Sharia allows husbands to beat their wives, and that right should not be ignored by courts, the justices ruled.
Man who hit wife sent for retrial
ABU DHABI // The Supreme Court ruled that the case of a man convicted of assaulting his wife be retried because lower courts had failed to take into account the husband's rights under Sharia.
A man has the right to discipline his wife if he has exhausted all other punishment options under Sharia, but the beating may not be severe, Justice Falah al Hajeri said in his ruling. That provision was at the heart of the husband's argument, which had been ignored by the lower courts in their judgments, the Supreme Court ruled.
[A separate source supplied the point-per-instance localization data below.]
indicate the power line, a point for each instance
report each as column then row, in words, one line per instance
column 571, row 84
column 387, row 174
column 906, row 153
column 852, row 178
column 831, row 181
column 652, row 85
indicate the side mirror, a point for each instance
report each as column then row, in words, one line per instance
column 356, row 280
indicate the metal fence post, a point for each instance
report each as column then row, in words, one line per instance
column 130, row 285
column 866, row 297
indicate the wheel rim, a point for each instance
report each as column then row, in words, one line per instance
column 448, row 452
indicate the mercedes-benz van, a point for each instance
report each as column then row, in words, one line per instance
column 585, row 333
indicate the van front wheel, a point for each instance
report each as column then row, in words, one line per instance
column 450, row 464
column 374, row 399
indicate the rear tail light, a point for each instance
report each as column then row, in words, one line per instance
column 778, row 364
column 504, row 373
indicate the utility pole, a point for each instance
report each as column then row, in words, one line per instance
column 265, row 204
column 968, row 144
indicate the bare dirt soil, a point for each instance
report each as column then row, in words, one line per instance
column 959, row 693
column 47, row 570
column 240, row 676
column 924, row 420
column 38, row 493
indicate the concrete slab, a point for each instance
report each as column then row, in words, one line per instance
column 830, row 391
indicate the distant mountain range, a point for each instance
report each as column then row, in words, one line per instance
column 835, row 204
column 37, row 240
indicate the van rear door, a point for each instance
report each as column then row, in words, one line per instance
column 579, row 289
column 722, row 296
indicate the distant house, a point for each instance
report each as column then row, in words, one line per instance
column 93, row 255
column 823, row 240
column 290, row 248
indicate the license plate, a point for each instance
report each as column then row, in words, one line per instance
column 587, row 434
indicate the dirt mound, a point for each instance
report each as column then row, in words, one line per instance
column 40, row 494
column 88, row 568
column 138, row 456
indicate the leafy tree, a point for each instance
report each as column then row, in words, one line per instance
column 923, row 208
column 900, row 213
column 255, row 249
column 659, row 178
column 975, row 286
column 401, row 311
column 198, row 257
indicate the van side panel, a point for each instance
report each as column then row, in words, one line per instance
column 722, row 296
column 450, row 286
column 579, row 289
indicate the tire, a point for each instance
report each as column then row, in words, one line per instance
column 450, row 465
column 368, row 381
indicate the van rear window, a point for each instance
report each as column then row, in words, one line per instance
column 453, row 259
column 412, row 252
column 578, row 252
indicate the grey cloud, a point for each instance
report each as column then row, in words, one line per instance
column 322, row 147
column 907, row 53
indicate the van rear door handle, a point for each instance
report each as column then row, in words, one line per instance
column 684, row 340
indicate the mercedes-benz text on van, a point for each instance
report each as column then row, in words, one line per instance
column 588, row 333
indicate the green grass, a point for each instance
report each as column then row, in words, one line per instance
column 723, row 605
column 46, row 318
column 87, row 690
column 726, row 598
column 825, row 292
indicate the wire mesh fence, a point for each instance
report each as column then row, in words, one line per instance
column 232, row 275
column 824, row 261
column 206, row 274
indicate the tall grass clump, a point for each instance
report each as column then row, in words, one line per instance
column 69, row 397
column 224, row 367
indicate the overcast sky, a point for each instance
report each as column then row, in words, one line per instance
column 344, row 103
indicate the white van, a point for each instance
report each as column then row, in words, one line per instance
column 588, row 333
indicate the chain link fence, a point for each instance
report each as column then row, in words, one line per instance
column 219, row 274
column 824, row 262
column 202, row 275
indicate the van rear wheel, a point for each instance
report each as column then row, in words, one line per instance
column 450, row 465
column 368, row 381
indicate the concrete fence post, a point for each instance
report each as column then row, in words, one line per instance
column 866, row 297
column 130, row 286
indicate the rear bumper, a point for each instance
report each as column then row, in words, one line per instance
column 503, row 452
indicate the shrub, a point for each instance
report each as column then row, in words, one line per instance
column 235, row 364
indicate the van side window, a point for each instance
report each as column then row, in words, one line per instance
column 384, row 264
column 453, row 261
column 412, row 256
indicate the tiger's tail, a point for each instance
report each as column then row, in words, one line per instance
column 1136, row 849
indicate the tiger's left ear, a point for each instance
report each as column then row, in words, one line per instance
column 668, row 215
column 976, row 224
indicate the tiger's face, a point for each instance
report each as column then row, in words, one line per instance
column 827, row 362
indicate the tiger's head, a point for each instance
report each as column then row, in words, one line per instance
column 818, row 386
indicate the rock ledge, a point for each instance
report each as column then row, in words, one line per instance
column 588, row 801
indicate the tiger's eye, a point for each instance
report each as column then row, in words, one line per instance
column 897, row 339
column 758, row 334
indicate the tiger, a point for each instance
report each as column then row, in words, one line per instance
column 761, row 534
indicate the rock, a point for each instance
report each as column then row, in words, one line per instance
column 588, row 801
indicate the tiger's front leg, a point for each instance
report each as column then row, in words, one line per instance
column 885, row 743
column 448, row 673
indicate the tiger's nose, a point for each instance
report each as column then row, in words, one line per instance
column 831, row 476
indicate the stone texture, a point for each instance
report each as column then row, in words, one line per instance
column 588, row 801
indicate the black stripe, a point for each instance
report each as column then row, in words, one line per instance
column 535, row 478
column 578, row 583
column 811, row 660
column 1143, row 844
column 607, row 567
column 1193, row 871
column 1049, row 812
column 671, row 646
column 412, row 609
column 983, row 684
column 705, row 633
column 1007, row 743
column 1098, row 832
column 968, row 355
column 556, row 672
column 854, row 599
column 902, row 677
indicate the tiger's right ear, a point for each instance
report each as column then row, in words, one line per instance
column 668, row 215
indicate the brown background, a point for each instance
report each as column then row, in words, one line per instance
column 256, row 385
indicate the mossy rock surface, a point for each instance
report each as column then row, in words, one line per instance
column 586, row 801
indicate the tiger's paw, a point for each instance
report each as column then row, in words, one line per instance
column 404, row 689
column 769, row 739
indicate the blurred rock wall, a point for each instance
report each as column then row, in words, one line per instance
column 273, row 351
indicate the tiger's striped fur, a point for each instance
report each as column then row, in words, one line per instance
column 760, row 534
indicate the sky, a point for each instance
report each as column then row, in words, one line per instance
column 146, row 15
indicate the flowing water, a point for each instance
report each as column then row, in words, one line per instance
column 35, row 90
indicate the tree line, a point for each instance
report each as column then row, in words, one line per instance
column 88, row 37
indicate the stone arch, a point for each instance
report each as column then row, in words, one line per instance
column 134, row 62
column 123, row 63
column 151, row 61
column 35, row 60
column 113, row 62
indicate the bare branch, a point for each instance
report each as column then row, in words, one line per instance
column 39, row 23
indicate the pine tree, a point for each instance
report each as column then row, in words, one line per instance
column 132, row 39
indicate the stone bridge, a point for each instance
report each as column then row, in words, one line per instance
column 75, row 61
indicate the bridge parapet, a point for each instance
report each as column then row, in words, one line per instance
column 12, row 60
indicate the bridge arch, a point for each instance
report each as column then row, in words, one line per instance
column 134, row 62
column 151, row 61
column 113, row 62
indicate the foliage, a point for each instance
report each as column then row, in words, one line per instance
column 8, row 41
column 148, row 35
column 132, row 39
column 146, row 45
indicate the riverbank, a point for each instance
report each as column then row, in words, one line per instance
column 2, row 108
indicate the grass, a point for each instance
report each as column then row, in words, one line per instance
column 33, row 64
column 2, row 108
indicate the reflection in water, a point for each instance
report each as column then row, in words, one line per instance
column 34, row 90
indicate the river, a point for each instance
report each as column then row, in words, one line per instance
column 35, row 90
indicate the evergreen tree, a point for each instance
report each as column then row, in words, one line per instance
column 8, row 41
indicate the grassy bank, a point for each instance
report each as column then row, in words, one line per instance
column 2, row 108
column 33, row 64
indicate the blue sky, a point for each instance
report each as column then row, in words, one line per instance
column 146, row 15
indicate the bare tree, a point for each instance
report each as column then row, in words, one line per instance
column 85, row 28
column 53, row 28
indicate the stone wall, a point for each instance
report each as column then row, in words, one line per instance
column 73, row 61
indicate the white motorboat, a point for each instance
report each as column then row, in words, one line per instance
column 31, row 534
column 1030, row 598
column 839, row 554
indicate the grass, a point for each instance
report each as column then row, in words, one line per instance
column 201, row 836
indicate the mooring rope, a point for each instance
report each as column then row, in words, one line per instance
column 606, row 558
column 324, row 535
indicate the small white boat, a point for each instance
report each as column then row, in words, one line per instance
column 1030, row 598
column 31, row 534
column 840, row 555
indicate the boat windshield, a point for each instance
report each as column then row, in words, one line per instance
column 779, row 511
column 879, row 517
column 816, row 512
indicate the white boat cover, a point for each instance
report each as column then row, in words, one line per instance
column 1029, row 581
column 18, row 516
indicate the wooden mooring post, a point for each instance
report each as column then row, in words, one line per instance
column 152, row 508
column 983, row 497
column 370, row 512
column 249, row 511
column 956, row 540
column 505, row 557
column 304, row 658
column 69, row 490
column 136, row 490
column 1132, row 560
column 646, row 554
The Supreme Court neither accepted nor rejected the husband's argument, nor did it rule on his guilt, but rejected his conviction on the ground that the appeals court had not considered his argument. The case must now be retried in Sharjah courts.
Sharjah prosecutors charged the man with physical assault on December 26. Medical tests showed his wife suffered injuries that caused her to be temporarily disabled. Prosecutors asked the Sharjah Court of First Instance to apply Article 339, which allows a jail sentence of up to a year and a fine of up to Dh10,000 for causing physical harm.
The Court of First Instance found him guilty, and the man appealed; the Sharjah Court of Appeal upheld the conviction and the fine. He appealed again to the Supreme Court, because Sharjah does not have a court of cassation.
The man had argued before the lower courts that he was allowed under Sharia and UAE law to beat his wife after she insulted him.
"It must not be considered a criminal offence if a beating is administered with good intent by practising a right sanctioned by the law and within that right," Justice al Hajeri wrote. "A man disciplining his wife and children, and those under his care, is a right sanctioned by Sharia and the law."
The Supreme Court reiterated that UAE law and Sharia say beatings cannot be "severe" and may be administered only after a husband has verbally admonished his wife and refrained from sleeping with her. The man's defence lawyer argued that the appeals court had paid no heed to his right to beat his wife to "bring her back to the right path".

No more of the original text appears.